The limitations are similarly diverse. Learned TCRM methods depend on the quality of the reward predictor or latent temporal model: poor regression buffers, weak VLM initialization, biased detector confidence, or generator-probability miscalibration can corrupt temporal credit assignment. Transformer-based episodic decomposers retain r^ϕ(sα,aα)\hat r_\phi(s_\alpha,a_\alpha)2 self-attention cost; video and VLM systems can fail under severe occlusion or ambiguous spatial predicates; passive-video progress estimators can struggle with loops and back-and-forth motion; TD-regularized PRMs can over-smooth; and timed-monitor methods face combinatorial growth in the number of clocks, regions, or product states (Liu et al., 2019, Zhao et al., 7 Jul 2025, Ashutosh et al., 15 Jan 2026, Liu et al., 30 Sep 2025, Zhou et al., 10 Jun 2025, Majumdar et al., 19 Dec 2025).

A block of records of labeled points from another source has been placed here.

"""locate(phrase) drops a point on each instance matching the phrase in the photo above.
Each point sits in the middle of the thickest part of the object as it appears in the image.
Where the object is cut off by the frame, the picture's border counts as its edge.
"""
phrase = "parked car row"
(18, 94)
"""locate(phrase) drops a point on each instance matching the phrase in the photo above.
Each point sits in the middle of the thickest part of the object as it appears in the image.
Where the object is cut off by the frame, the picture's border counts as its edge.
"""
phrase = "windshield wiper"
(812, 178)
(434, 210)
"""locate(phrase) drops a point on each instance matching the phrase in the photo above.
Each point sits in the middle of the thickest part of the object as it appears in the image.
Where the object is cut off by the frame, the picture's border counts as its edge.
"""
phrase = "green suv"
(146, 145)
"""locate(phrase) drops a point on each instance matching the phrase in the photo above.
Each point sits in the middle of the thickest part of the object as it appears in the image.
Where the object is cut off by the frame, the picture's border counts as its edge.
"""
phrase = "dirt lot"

Taken together, the literature suggests that TCRM is best understood as a unifying criterion for reward design: reward should be a temporally meaningful statistic of trajectory evolution, whether represented as a causal prefix score, a filtered hidden state, a progress distance, a survival probability, or a formal monitor valuation. The specific mechanism varies by domain, but the organizing requirement remains the same: reward must preserve temporal causality and remain globally consistent with the objective it is meant to optimize (Liu et al., 2019, Zhao et al., 7 Jul 2025, Nikulkov, 24 Apr 2026, Adalat et al., 16 Nov 2025).